I’m not an instructor of writing by any means. I think you have to pass a threshold to give other people advice. Have a book published that sells well. Have a screenplay optioned or even produced, then tell me what you did right. (and even then sometimes success can be a fluke and your advice would be shit. ) But I am passing this on with my thoughts, maybe just to ingrain them into my character building process.

What else makes us what we are? Certainly environment. Considering parents, siblings, peers, neighborhood and schooling adds to the depth, but you have to start somewhere, so birthday is a fairly easy thing that can add a lot. Who shares your birthday is an okay place to check out some folks who may help shape your characters.

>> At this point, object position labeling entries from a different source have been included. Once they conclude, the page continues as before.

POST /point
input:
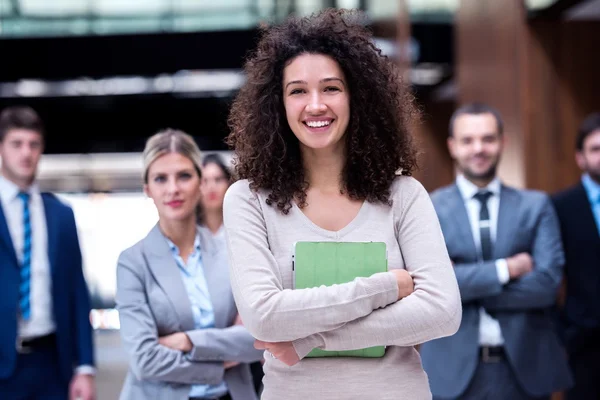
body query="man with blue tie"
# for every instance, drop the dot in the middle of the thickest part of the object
(508, 258)
(578, 210)
(46, 348)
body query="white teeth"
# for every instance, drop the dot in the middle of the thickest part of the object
(317, 124)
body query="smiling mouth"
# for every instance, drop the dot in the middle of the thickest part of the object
(175, 203)
(318, 125)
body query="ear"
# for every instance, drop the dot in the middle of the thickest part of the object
(580, 160)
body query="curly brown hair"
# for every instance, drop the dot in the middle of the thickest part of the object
(378, 141)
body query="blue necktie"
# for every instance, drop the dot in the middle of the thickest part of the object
(25, 284)
(484, 225)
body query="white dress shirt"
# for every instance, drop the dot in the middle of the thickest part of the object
(490, 333)
(41, 321)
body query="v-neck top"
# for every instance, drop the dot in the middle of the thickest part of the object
(355, 315)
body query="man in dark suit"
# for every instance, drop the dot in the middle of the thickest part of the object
(508, 259)
(46, 337)
(578, 210)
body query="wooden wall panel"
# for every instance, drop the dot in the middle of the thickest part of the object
(436, 168)
(489, 57)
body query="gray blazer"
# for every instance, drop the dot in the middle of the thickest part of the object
(527, 222)
(153, 302)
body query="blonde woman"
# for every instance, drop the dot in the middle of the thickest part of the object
(178, 318)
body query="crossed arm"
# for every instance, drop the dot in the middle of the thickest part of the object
(150, 360)
(537, 289)
(359, 314)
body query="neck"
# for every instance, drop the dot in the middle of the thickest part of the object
(595, 178)
(324, 170)
(182, 233)
(213, 219)
(480, 182)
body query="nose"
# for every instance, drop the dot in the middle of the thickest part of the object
(316, 105)
(477, 146)
(172, 186)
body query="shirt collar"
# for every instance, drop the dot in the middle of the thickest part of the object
(468, 189)
(175, 249)
(592, 188)
(9, 191)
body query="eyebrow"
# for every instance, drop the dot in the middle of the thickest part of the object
(321, 81)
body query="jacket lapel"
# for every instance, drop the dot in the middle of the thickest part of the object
(161, 263)
(214, 277)
(509, 204)
(6, 239)
(459, 213)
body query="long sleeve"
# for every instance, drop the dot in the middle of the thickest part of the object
(272, 313)
(81, 303)
(432, 311)
(477, 280)
(539, 288)
(230, 344)
(150, 360)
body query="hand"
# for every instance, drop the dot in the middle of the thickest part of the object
(519, 265)
(231, 364)
(82, 387)
(177, 341)
(405, 283)
(283, 351)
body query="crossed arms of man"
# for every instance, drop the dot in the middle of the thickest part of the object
(533, 277)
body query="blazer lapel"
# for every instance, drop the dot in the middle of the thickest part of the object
(459, 213)
(163, 266)
(214, 277)
(509, 204)
(6, 239)
(52, 227)
(582, 202)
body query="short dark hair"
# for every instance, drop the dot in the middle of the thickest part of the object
(589, 125)
(20, 117)
(476, 109)
(218, 161)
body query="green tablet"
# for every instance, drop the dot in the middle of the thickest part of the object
(329, 263)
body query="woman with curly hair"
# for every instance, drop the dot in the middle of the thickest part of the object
(323, 152)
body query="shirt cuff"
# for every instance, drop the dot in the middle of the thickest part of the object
(502, 270)
(85, 369)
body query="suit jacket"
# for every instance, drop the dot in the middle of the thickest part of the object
(70, 297)
(581, 314)
(526, 223)
(153, 302)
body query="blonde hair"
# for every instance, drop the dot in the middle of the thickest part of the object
(171, 141)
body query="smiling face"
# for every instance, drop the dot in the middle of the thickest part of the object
(588, 159)
(174, 186)
(476, 146)
(21, 150)
(317, 101)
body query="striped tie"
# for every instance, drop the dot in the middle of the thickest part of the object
(25, 286)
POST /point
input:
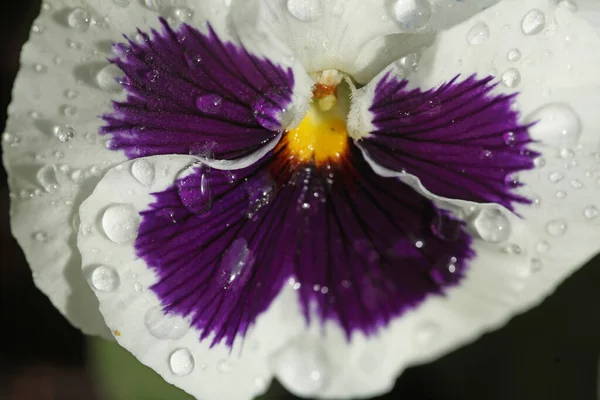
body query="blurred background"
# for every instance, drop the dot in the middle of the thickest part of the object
(549, 353)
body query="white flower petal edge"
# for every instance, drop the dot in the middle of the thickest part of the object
(332, 34)
(122, 282)
(52, 150)
(548, 54)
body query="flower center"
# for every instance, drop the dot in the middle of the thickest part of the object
(322, 136)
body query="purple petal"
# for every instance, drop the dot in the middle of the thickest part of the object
(460, 140)
(361, 248)
(191, 93)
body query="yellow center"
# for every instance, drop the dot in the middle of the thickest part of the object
(322, 136)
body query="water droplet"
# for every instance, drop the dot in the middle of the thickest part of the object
(64, 133)
(41, 237)
(210, 103)
(120, 223)
(303, 367)
(165, 324)
(511, 78)
(108, 79)
(305, 10)
(533, 22)
(478, 34)
(181, 362)
(143, 171)
(426, 333)
(492, 225)
(514, 55)
(224, 366)
(557, 227)
(412, 15)
(122, 3)
(104, 279)
(590, 212)
(79, 19)
(556, 125)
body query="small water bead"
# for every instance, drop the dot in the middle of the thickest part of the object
(224, 366)
(47, 178)
(105, 279)
(210, 103)
(64, 133)
(303, 367)
(533, 22)
(165, 325)
(412, 15)
(492, 225)
(181, 362)
(514, 55)
(120, 223)
(590, 212)
(144, 171)
(79, 19)
(478, 34)
(557, 227)
(511, 78)
(305, 10)
(108, 79)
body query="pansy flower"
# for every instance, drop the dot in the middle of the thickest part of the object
(321, 191)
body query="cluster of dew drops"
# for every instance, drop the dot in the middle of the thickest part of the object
(492, 225)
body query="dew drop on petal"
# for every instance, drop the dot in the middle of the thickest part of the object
(533, 22)
(210, 103)
(511, 78)
(120, 223)
(181, 362)
(79, 19)
(303, 367)
(305, 10)
(557, 227)
(143, 171)
(108, 79)
(556, 125)
(64, 133)
(165, 325)
(492, 225)
(478, 34)
(104, 279)
(412, 15)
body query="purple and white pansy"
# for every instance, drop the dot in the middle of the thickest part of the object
(321, 191)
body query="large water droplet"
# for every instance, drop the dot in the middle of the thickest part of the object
(47, 178)
(108, 79)
(120, 223)
(478, 34)
(166, 325)
(79, 19)
(64, 133)
(104, 279)
(144, 172)
(181, 362)
(557, 227)
(412, 15)
(303, 367)
(492, 225)
(305, 10)
(210, 103)
(556, 125)
(533, 22)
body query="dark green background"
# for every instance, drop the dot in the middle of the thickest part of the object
(549, 353)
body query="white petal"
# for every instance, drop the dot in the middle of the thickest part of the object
(122, 282)
(352, 35)
(555, 55)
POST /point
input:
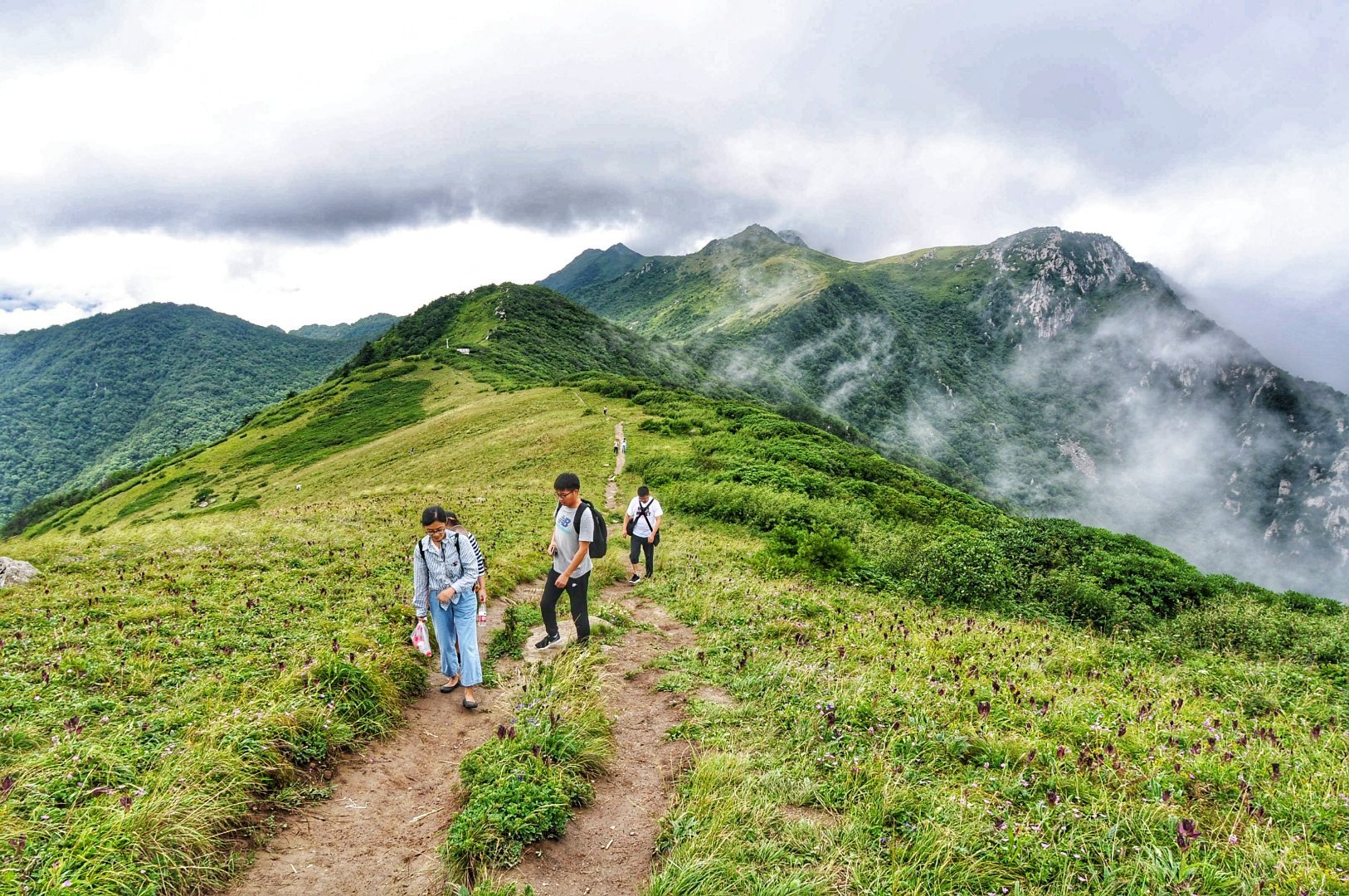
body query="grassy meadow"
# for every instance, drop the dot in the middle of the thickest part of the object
(177, 670)
(930, 695)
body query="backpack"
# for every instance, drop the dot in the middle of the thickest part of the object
(458, 551)
(599, 547)
(645, 512)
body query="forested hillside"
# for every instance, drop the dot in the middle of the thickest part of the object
(920, 693)
(105, 393)
(1049, 368)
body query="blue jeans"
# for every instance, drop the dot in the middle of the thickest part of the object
(458, 624)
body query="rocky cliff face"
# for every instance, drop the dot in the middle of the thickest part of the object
(1049, 366)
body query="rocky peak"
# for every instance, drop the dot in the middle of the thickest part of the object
(15, 572)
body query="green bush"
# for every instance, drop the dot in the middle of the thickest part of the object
(965, 568)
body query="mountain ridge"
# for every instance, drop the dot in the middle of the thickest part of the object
(1049, 364)
(112, 392)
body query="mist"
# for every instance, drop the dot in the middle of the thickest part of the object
(1151, 421)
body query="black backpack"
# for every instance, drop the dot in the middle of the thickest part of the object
(599, 547)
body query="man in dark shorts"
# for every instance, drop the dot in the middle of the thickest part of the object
(642, 523)
(571, 570)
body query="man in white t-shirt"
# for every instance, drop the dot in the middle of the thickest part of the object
(642, 523)
(573, 531)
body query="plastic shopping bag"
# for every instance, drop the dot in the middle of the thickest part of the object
(420, 639)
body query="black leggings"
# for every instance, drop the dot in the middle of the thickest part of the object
(640, 547)
(577, 590)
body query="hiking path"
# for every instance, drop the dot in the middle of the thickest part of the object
(394, 799)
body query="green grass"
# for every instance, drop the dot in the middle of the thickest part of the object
(174, 672)
(885, 745)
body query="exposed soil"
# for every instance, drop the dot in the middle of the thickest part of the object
(394, 799)
(609, 846)
(620, 462)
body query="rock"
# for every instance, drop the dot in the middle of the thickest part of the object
(15, 572)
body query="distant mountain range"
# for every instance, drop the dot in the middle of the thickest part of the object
(1049, 366)
(362, 331)
(112, 392)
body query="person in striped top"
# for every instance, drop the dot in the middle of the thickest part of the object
(446, 572)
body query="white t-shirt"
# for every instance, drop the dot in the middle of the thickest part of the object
(653, 510)
(569, 542)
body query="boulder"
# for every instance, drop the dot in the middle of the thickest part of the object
(15, 572)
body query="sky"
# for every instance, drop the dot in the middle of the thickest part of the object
(317, 162)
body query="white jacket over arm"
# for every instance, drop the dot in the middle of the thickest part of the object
(458, 568)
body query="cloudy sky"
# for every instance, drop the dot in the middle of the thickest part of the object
(316, 162)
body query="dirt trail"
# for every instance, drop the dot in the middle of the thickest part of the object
(609, 845)
(394, 799)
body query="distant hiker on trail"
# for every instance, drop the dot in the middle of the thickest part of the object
(446, 570)
(573, 531)
(642, 523)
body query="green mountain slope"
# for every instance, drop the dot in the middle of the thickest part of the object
(360, 331)
(1051, 368)
(594, 266)
(969, 699)
(115, 390)
(524, 334)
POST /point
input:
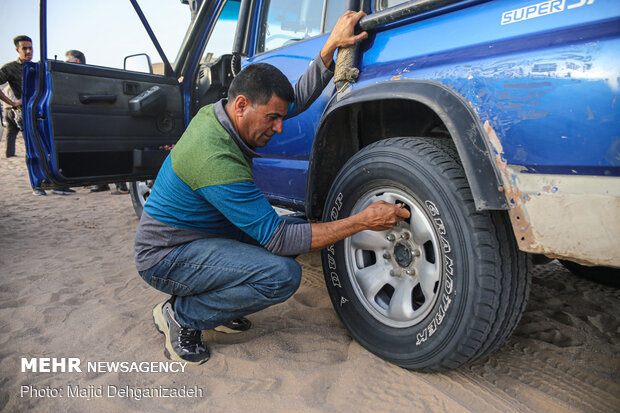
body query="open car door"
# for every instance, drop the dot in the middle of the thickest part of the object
(87, 124)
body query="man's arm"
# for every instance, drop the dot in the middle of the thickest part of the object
(310, 85)
(8, 100)
(377, 217)
(343, 35)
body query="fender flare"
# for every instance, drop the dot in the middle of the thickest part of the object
(460, 119)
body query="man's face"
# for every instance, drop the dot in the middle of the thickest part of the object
(260, 122)
(24, 49)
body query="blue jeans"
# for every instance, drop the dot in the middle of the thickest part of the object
(216, 280)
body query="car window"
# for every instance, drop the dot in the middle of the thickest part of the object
(108, 31)
(386, 4)
(223, 34)
(285, 22)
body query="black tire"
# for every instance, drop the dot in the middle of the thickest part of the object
(602, 275)
(140, 191)
(471, 281)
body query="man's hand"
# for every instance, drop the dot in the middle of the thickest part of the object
(382, 215)
(343, 35)
(378, 217)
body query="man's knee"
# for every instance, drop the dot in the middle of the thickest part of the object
(285, 277)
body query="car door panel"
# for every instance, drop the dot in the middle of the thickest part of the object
(95, 135)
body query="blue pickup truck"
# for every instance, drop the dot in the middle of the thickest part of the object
(496, 123)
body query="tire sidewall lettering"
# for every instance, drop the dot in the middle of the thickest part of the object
(447, 289)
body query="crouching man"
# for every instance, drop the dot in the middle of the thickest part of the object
(208, 237)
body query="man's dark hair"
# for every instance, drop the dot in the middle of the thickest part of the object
(21, 38)
(76, 54)
(259, 82)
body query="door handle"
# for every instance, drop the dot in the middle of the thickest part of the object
(87, 98)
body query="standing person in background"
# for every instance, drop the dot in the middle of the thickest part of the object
(12, 73)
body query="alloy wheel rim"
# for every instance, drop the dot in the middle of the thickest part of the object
(396, 274)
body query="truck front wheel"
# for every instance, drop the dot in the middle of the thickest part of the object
(438, 290)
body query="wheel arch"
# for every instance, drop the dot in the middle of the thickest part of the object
(354, 120)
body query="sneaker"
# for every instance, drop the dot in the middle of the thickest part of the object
(238, 325)
(182, 343)
(64, 191)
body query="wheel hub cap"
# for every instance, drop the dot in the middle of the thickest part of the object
(403, 254)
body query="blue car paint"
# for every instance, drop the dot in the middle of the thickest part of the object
(548, 92)
(547, 86)
(282, 171)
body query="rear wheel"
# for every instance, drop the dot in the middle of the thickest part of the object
(140, 191)
(440, 289)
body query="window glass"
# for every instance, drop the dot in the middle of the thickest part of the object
(335, 9)
(108, 31)
(223, 34)
(284, 22)
(384, 4)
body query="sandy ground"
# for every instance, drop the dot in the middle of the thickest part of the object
(68, 288)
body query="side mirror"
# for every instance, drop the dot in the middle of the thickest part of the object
(140, 62)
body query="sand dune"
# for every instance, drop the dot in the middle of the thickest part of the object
(68, 288)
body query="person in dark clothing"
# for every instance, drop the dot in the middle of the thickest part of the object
(12, 73)
(208, 237)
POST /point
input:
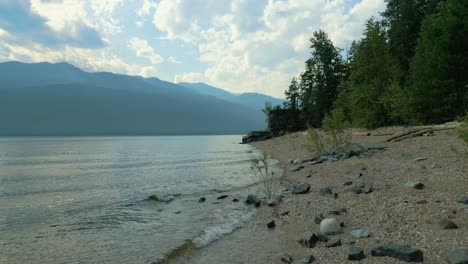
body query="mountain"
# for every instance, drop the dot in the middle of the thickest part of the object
(61, 99)
(254, 100)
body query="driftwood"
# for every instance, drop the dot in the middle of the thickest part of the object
(422, 130)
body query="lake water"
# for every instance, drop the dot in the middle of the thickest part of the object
(84, 199)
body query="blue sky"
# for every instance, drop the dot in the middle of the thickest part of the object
(238, 45)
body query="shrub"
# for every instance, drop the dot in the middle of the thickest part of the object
(268, 182)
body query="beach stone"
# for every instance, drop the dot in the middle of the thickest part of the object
(458, 256)
(253, 199)
(360, 233)
(271, 224)
(414, 184)
(286, 258)
(307, 239)
(355, 253)
(334, 242)
(404, 253)
(322, 237)
(307, 259)
(274, 200)
(318, 218)
(296, 169)
(353, 175)
(463, 200)
(301, 188)
(330, 226)
(442, 222)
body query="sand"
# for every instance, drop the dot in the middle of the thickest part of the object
(390, 212)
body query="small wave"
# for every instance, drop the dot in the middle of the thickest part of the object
(216, 232)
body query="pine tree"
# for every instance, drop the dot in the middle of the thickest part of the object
(319, 83)
(439, 70)
(373, 73)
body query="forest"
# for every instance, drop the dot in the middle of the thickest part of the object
(409, 68)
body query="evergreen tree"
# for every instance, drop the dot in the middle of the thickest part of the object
(439, 73)
(373, 73)
(319, 83)
(292, 95)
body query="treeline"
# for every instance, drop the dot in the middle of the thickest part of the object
(410, 67)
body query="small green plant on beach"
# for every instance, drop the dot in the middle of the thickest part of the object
(268, 182)
(334, 136)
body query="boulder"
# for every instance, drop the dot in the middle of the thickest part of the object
(404, 253)
(443, 223)
(355, 253)
(307, 239)
(330, 226)
(414, 184)
(286, 258)
(458, 256)
(307, 259)
(301, 188)
(274, 200)
(334, 242)
(253, 199)
(360, 233)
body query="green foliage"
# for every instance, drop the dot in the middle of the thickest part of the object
(334, 136)
(266, 178)
(373, 74)
(320, 81)
(438, 74)
(463, 130)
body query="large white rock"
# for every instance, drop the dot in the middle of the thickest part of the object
(330, 226)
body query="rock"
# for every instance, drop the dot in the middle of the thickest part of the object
(307, 259)
(368, 188)
(404, 253)
(414, 184)
(286, 258)
(274, 200)
(360, 233)
(422, 202)
(355, 253)
(271, 224)
(442, 222)
(308, 239)
(253, 199)
(353, 175)
(322, 237)
(330, 226)
(296, 169)
(334, 242)
(463, 200)
(318, 218)
(301, 188)
(458, 256)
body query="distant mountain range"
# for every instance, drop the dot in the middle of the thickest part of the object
(61, 99)
(254, 100)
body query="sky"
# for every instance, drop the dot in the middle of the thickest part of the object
(237, 45)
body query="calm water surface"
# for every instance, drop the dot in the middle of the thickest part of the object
(82, 200)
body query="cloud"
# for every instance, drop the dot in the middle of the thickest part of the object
(191, 77)
(144, 50)
(259, 46)
(21, 19)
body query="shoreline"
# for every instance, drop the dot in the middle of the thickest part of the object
(393, 213)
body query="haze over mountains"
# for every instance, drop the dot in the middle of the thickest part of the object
(60, 99)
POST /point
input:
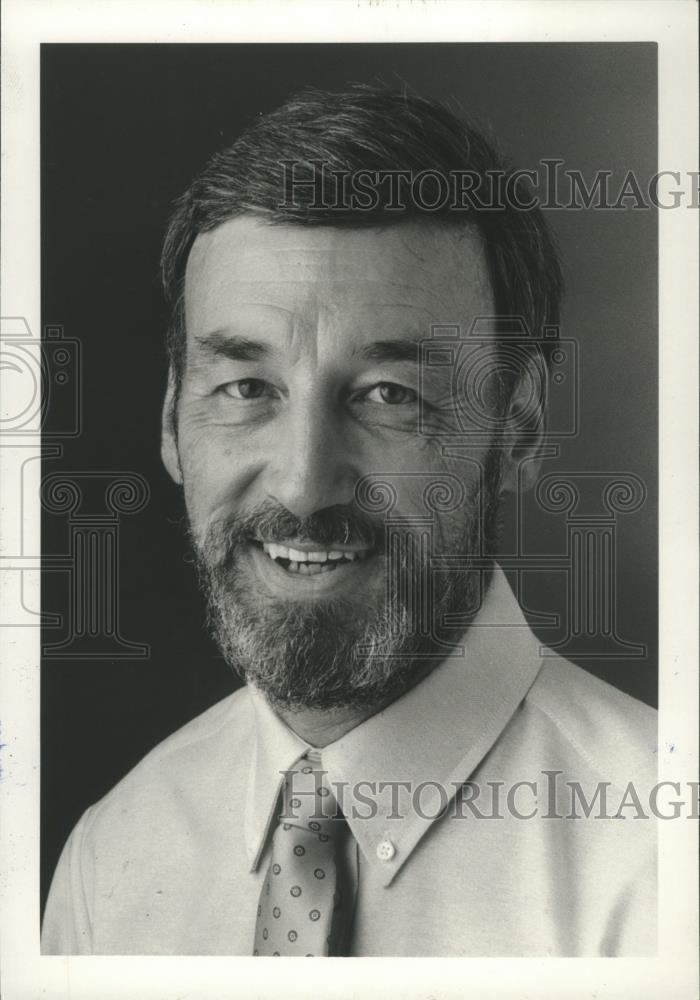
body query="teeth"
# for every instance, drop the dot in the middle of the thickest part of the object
(300, 561)
(317, 556)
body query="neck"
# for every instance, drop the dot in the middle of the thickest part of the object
(321, 726)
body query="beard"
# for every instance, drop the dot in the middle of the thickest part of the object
(361, 650)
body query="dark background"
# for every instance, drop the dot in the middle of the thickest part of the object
(124, 128)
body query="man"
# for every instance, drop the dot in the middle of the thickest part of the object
(396, 777)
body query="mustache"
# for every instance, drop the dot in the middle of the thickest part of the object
(328, 528)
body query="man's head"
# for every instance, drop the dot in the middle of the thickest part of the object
(296, 378)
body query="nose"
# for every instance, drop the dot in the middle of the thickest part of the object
(313, 468)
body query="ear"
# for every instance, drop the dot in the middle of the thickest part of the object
(526, 426)
(168, 441)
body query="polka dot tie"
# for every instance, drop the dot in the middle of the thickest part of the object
(301, 909)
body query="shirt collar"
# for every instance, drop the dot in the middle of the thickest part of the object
(436, 733)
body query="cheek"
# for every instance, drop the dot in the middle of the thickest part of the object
(215, 471)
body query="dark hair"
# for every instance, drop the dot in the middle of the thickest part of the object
(366, 128)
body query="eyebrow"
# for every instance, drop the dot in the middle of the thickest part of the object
(237, 348)
(234, 348)
(391, 350)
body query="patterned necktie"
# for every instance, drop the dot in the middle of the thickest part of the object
(301, 909)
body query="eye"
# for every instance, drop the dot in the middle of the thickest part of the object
(391, 394)
(248, 388)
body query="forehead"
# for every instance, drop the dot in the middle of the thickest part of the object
(432, 271)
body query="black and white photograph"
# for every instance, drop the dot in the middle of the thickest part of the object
(351, 551)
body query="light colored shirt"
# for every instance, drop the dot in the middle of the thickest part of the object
(172, 860)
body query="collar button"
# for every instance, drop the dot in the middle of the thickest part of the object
(385, 850)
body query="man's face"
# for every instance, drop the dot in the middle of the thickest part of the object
(301, 379)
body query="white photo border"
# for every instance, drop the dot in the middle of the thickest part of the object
(673, 25)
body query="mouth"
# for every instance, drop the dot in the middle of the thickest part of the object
(304, 559)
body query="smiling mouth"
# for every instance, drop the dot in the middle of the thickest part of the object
(310, 561)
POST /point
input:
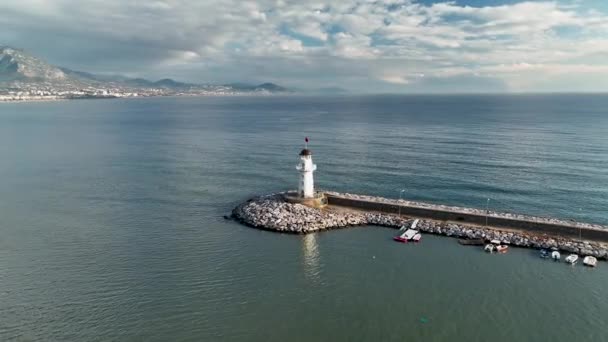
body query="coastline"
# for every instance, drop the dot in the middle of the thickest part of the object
(273, 213)
(71, 98)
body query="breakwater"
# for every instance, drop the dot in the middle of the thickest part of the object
(272, 212)
(543, 225)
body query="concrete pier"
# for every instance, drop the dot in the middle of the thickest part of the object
(273, 212)
(577, 230)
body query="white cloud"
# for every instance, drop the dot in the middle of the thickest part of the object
(391, 41)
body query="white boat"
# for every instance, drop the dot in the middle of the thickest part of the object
(572, 259)
(502, 248)
(409, 234)
(590, 261)
(415, 223)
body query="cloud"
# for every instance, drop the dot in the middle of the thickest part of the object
(382, 44)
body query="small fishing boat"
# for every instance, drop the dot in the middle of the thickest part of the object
(572, 259)
(399, 238)
(415, 224)
(502, 248)
(471, 242)
(590, 261)
(496, 246)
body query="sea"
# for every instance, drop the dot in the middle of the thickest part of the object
(112, 228)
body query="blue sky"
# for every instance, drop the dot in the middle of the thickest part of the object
(400, 46)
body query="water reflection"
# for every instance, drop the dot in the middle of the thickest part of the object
(310, 251)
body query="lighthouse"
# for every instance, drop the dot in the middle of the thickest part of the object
(306, 187)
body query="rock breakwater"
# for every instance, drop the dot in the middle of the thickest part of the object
(272, 212)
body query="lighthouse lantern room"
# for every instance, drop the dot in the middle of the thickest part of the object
(306, 188)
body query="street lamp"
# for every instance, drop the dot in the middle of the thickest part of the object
(399, 204)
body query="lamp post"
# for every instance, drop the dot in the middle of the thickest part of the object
(487, 210)
(399, 204)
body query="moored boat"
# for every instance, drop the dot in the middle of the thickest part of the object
(471, 242)
(590, 261)
(502, 248)
(572, 259)
(415, 224)
(399, 238)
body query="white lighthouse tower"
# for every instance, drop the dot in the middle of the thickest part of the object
(306, 188)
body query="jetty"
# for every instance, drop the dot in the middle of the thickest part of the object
(307, 211)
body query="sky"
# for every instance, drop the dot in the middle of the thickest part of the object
(391, 46)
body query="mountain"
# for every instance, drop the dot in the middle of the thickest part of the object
(24, 75)
(271, 87)
(16, 64)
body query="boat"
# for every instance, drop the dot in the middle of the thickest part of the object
(471, 242)
(496, 246)
(408, 235)
(415, 224)
(399, 238)
(417, 237)
(502, 248)
(572, 259)
(590, 261)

It may be easier to focus on one person there. I think if you start taking too many bits and pieces you might end up with a character without cohesion. This could also work in a reverse fashion. I want my character to be like Wesley Snipes in Blade, so maybe I’ll look at Wesley’s birthday, see who shares it, and build from there.

This could be a total procrastination time suck if I let it, but I think to take the five or six main characters and really build them as individuals with their own motivation and back story will help. It certainly would help me as an actor to learn what drives behavior.

When I was doing the character building improv workshop I talked about posture and mannerisms. Starting out with how a character walks and behaves physically is a huge part of the visualization of who they are. For films and theater presentation is huge. A man limps into a room. Why is he limping? Did he just finish a marathon and is sore, or does he have a birth defect, or just a rock in his shoe or a bunion? A light limp could have a huge back story. Make it real. He was in a car crash as a child and now is terrified of riding in cars. Street noise invades his dreams and he is an insomniac. How does that impact his conscious life? Does he drag throughout the day? Is his limp an indicator? His foot drags and so does his day, and his life. He’s a pessimist.

Who is the most famous pessimist of all times in your world? Sigmund Freud was one. What influenced his life? What were his parents like? How could those things be added to the car crash victim?

I’m not really writing all this for anyone reading this, although it might make some aspiring writers think. I’m writing it to make me think.

Does your birthday suit you or could a specific birthday suit your character?

{ 2 comments… read them below or add one }

Lynne Andersen February 8, 2012 at 8:57 am

Love this idea! I’ve been with Carolina Improv Company for 2 year & am taking a class devoted to character development. Now excuse me while I google Arthur Ashe and others born on July 10th.

admin February 8, 2012 at 9:08 am

Thanks Lynne. Lots of writing techniques can also apply to improv. The workshop I created was a lot about bringing out your inner motivation through physicality and growing from the feelings that emoted. Thanks for the comment!